Фельдмаршал подмигнул им, вышел из штабной избушки, с наслаждением вдохнул морозный воздух, встал на лыжи и понесся в направлении ставки. По бокам тут же бесшумно подстроилась охрана – два Karjarlankarhukoira, которых примитивные рюсся, не способные выговорить даже это простое финское слово, называли «карельскими медвежьими собаками».
Фельдмаршал легко и молодо бежал по искрящемуся снегу, и думал о том – как это хорошо, жить в своей стране, когда ты лично знаешь всех своих родственников – папу, маму, братьев и сестер. И нет у тебя никаких непонятных «братух», «братанов» и «брателл». Но если рядом завелся народ-братан, народ-братуха или народ-братэлло, значит скоро война.

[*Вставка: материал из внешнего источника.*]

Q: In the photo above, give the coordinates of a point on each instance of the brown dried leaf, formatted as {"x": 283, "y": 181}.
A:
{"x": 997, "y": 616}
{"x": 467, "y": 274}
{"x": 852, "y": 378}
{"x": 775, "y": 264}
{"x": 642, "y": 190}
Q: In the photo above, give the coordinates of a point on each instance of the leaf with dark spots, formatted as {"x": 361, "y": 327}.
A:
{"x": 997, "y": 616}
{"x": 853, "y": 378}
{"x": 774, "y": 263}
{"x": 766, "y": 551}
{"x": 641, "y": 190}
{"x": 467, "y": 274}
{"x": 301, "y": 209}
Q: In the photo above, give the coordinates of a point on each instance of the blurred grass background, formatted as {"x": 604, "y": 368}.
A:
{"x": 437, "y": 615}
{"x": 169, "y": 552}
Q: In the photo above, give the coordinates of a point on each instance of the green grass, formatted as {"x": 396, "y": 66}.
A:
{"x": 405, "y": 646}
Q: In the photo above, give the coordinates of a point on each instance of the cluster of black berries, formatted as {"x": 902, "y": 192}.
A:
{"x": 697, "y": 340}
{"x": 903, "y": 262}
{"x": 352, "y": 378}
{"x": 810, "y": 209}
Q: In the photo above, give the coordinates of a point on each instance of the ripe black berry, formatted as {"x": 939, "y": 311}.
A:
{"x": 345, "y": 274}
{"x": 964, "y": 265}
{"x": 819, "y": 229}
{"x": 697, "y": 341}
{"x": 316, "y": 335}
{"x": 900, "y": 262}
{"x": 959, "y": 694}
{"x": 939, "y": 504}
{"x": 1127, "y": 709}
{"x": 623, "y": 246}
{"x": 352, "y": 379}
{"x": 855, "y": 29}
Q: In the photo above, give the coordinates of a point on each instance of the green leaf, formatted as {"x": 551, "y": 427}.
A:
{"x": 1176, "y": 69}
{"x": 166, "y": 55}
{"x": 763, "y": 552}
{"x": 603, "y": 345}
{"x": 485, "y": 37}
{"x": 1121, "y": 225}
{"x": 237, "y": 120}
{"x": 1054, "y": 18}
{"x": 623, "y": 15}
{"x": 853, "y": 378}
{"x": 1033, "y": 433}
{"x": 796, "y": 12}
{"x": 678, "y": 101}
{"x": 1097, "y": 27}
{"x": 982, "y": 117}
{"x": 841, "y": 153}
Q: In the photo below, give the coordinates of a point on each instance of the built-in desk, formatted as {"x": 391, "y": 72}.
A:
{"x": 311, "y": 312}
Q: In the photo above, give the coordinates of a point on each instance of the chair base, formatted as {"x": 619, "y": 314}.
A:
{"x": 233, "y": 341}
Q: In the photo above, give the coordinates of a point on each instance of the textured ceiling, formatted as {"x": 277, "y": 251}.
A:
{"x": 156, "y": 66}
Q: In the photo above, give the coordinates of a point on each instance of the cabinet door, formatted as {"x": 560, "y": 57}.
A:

А воевать Маннергейм любил и умел.
***
Жыд таки проснулся, прочитал и скривился. Сказал что сойдет, только про Тум-Балалайнена хуйня, потому что жыд в берлогу не полезет. А финны недолюбливали жыдов в ответку. Потому что жыды постоянно подъебывали финнов по поводу их тормознутости. Например, заказывали столик в ресторане за два года загодя или дарили на день рождения часы без минутной стрелки.
А в остальном, да, все могло быть именно так.
Бандеровец сказал, что видел он этих финских жыдов – такие же тормознутые, как и все в этой стране. Потому что где приживешься, от тех и наберешься.
В общем, разошлись друг другом недовольные.